I don't know.
The fucking knob mumbles, whispers and lets words trail away. If you ask him to repeat it, he starts speaking like a normal human being, but just at the bit where you lost it, he trails away again (or adopts a pitch higher than that of most bats).
He's worst at doing this when wherever we are is quite noisy, he's got the TV, radio and his phone going at once or when it's late at night and very quiet, so I would be able to hear him if he actually spoke.
The last time we had this, it didn't go how he planned.
'Mitz? I was thinking that if we did...mumble...then what would happen is that there would be...mutter, mutter, silent mouth moving and face pulling...'
I'm half asleep at this point and wake up, turn around in bed and ask him 'Hmmm?
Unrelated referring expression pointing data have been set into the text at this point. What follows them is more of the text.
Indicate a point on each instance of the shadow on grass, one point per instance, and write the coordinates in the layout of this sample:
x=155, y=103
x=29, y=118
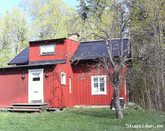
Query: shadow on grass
x=103, y=113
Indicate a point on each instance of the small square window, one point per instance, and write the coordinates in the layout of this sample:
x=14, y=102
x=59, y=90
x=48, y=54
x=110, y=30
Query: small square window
x=47, y=49
x=63, y=78
x=98, y=85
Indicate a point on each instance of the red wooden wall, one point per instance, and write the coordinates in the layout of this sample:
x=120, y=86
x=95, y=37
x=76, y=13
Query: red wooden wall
x=13, y=89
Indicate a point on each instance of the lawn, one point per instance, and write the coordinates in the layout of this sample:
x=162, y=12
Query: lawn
x=82, y=119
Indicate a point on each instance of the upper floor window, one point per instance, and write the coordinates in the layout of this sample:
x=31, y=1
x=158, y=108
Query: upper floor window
x=47, y=49
x=98, y=85
x=63, y=78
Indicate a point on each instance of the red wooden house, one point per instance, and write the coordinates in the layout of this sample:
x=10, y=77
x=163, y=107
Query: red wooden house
x=57, y=72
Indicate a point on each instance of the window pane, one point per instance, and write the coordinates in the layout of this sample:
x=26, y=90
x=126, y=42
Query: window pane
x=102, y=80
x=96, y=85
x=95, y=80
x=96, y=89
x=47, y=49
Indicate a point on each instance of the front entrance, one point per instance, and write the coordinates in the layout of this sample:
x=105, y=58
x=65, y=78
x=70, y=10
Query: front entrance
x=35, y=86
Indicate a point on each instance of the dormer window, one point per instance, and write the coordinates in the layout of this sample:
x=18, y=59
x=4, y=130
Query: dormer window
x=47, y=50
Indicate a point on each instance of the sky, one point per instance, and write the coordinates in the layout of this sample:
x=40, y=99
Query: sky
x=8, y=4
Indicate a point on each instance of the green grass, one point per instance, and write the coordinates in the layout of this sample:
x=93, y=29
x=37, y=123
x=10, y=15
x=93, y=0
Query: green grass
x=101, y=119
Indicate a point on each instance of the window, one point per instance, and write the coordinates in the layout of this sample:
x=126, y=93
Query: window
x=70, y=85
x=98, y=85
x=63, y=78
x=47, y=49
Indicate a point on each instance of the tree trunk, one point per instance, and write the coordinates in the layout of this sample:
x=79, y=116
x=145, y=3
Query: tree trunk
x=117, y=80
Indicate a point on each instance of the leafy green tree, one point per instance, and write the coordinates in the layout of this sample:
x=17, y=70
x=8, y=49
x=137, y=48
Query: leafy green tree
x=13, y=33
x=49, y=18
x=107, y=20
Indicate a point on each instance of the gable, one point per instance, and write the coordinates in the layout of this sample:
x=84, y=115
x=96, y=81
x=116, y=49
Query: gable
x=21, y=59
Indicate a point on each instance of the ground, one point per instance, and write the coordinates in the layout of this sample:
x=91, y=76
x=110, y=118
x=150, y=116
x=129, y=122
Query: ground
x=95, y=119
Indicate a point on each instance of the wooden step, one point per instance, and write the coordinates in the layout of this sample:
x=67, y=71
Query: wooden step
x=29, y=104
x=24, y=110
x=29, y=107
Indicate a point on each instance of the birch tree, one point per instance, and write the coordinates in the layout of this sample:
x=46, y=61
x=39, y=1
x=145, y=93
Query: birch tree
x=108, y=20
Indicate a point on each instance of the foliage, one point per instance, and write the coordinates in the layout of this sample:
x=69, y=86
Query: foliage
x=13, y=34
x=49, y=18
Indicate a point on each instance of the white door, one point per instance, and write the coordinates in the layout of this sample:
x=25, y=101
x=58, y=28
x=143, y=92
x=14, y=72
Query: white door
x=35, y=86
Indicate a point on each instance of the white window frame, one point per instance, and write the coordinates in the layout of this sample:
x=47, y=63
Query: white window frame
x=105, y=85
x=63, y=78
x=44, y=50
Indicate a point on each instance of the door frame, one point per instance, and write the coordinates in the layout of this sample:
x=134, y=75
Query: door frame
x=42, y=90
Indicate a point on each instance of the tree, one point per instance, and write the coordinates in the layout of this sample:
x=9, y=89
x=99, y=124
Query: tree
x=48, y=17
x=107, y=20
x=147, y=76
x=13, y=32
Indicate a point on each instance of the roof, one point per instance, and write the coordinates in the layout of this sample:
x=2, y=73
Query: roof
x=37, y=63
x=48, y=40
x=21, y=59
x=44, y=62
x=97, y=49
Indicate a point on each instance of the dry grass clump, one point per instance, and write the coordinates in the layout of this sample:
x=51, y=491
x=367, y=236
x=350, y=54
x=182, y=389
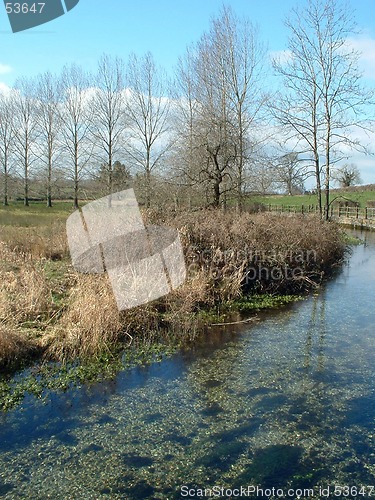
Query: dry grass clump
x=70, y=315
x=263, y=252
x=90, y=323
x=15, y=347
x=25, y=294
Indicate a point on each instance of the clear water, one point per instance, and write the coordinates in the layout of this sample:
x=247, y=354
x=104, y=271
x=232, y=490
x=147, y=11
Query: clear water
x=286, y=402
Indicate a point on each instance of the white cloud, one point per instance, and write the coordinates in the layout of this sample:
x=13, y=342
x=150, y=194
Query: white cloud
x=366, y=47
x=5, y=69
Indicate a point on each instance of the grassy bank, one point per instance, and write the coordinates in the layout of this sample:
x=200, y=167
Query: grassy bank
x=51, y=313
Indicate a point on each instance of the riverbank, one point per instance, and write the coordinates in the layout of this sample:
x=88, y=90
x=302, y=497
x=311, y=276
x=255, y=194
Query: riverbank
x=49, y=313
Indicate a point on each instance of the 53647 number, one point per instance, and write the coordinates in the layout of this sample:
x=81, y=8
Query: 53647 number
x=24, y=8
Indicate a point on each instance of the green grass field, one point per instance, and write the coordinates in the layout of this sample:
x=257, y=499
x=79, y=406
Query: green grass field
x=298, y=200
x=37, y=214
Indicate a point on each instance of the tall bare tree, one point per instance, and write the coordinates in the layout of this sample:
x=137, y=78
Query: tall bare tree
x=147, y=108
x=325, y=99
x=221, y=99
x=241, y=57
x=347, y=175
x=108, y=114
x=48, y=92
x=25, y=128
x=75, y=116
x=6, y=140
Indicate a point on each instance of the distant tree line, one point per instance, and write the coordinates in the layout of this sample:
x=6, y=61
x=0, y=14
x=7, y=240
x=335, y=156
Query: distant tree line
x=212, y=133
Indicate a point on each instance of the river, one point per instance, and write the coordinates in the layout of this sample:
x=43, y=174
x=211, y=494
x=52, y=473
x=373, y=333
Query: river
x=285, y=403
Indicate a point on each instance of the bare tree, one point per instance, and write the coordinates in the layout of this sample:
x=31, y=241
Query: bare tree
x=6, y=140
x=291, y=172
x=48, y=100
x=147, y=107
x=108, y=114
x=324, y=99
x=74, y=114
x=347, y=175
x=241, y=56
x=221, y=100
x=25, y=128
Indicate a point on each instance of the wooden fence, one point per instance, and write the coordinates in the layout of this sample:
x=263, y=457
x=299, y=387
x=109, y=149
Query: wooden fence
x=366, y=213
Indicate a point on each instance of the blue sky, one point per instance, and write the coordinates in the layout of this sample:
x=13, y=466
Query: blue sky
x=119, y=27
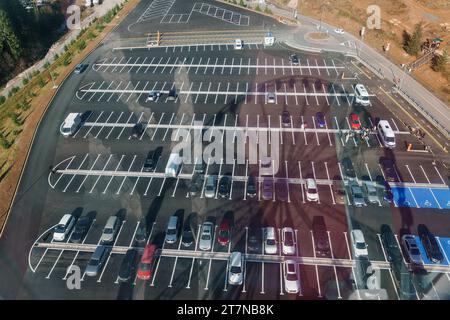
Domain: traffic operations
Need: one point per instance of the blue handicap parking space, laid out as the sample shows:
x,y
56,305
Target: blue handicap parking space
x,y
438,198
445,248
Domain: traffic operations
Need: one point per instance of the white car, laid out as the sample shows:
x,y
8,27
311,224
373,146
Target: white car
x,y
64,227
291,278
236,268
206,236
311,190
238,44
271,97
359,243
288,243
270,241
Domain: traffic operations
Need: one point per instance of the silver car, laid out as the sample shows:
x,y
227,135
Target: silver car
x,y
206,236
236,268
358,198
411,248
371,191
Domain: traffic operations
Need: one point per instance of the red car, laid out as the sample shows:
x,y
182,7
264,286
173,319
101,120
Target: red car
x,y
146,265
224,232
354,121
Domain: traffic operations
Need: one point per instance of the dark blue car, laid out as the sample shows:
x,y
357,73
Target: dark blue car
x,y
320,119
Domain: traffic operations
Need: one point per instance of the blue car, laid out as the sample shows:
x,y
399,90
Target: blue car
x,y
320,119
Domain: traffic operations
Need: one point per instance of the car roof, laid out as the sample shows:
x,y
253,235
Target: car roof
x,y
358,235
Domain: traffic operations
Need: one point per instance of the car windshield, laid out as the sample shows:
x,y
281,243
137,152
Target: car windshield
x,y
235,270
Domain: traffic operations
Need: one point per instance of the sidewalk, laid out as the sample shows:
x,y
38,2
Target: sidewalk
x,y
436,111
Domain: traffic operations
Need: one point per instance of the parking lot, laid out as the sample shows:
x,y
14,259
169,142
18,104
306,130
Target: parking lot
x,y
219,92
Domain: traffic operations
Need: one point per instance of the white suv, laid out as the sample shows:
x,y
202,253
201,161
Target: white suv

Sorry, I couldn't quite hear you'.
'Well, what I thought and maybe it's a bad idea, but you know when it happened and the result was something, well, maybe we could...mumble mumble, pulls a face in the dark'.
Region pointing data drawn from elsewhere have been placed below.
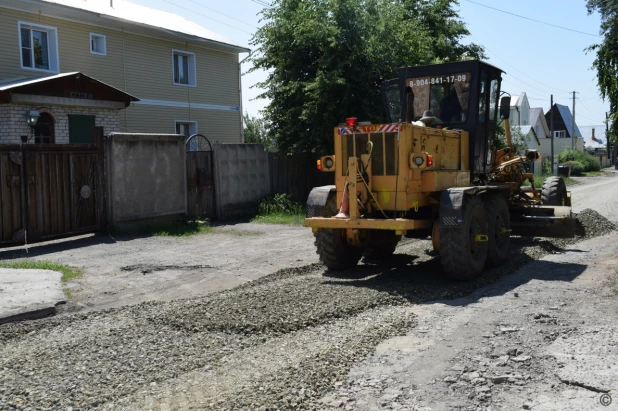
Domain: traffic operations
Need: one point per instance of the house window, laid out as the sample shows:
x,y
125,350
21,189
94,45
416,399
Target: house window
x,y
38,47
184,68
44,129
81,129
97,44
187,129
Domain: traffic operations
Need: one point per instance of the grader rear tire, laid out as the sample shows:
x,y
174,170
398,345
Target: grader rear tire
x,y
332,247
462,253
499,230
554,192
382,244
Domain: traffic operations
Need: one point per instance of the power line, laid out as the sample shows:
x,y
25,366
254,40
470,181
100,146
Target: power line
x,y
591,119
208,17
223,14
516,69
262,3
531,19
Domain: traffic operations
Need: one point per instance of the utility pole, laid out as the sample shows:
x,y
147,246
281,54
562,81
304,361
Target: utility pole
x,y
551,133
610,155
573,125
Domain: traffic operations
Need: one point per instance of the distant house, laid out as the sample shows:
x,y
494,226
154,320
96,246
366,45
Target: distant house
x,y
520,110
530,135
532,140
595,142
538,122
563,122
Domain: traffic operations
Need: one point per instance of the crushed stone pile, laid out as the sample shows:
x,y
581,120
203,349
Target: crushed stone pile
x,y
592,224
281,342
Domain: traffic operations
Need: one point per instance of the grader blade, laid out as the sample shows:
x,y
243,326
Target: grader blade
x,y
543,221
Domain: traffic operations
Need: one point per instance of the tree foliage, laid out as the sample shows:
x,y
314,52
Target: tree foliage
x,y
256,131
327,59
606,62
520,141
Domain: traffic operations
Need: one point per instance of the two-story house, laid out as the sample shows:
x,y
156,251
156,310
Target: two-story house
x,y
562,126
520,110
79,63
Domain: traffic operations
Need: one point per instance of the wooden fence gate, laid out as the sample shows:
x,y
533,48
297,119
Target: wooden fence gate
x,y
49,191
200,179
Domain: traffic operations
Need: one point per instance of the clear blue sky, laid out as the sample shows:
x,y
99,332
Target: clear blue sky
x,y
538,59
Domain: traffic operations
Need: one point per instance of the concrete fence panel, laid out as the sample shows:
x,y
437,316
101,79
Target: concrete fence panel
x,y
242,178
146,176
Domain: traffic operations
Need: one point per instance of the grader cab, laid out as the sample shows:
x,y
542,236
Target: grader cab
x,y
434,169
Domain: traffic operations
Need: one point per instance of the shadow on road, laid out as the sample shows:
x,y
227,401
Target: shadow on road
x,y
42,249
421,279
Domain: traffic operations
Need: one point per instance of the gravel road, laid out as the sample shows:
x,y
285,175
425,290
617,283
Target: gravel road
x,y
598,193
286,340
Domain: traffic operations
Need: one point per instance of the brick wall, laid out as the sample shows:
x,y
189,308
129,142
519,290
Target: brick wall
x,y
13,124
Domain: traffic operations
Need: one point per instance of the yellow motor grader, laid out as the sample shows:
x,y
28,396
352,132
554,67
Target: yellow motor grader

'Huh? You want us to what?'
(pulls face in the dark) 'Ah, well if you feel like that, I won't say anymore about it'.
'Anymore about what? Babe, you know I've got Tinnitus, right?'
'Yes'
'You know that means my entire left side is constantly filled with a hiss like a powered up amplifier with no signal?'
'Yes'
'So I wear a headphone to try and block the noise out so I can go to sleep?'
'Yes'
'And I lie on my right side because you wanted that side of the bed?'
'Yes'
'The right side being the one where I can actually hear you?'
'And not only do I need glasses to see the pillow properly and I don't wear them when I'm sleeping, it's dark so I can't lipread when you stop making sounds?'
'Yeah. Where are we going with this, because if I'm in.....mumble mumble facepull'
'You have to use words or I can't hear you.'
'Am I in trouble, because you know that, mumble mumble facepull and all I said was that maybe, possible we could, but if you're mad we won't and that's fine, I just thought that well, mumble mumble (turns head away and makes deep muttering noise that is precisely the right frequency to be completely obliterated by the fucking hissing noise in my head)'
'I CAN'T FUCKING HEAR YOU. USE YOUR FUCKING WORDS OR SEND ME A FUCKING TEXT MESSAGE. I'M FUCKING SICK OF THIS FUCKING MUMBLING SHIT. JUST TELL ME WHAT YOU WANT AND I'LL SAY YES OR NO BUT FOR LOVE OF GOD STOP FUCKING WHISPERING AND MUMBLING INTO THE ONE EAR I HAVE THAT DOESN'T FUCKING WORK ANYMORE'
There is absolutely nothing wrong with my other ear. The hearing isn't just great, it's exceptional. The fucking hiss can't be fixed, as it's autoimmune in nature. Hearing aids would do nothing but amplify sounds to a level that would cause me actual hearing loss in that ear. JUST STOP FUCKING MUMBLING IN THE SHIT ONE. SPEAK TO THE WORKING ONE OR TURN ON THE FUCKING LIGHT AND FACE ME SO I HAVE A FUCKING FIGHTING CHANCE OF LIPREADING. Or we can go on a BSL course together SO I CAN SIGN TO YOU STOP FUCKING MUMBLING WHEN YOU TRY TO SIGN WITH YOUR ARMS UNDERNEATH THE FUCKING DUVET.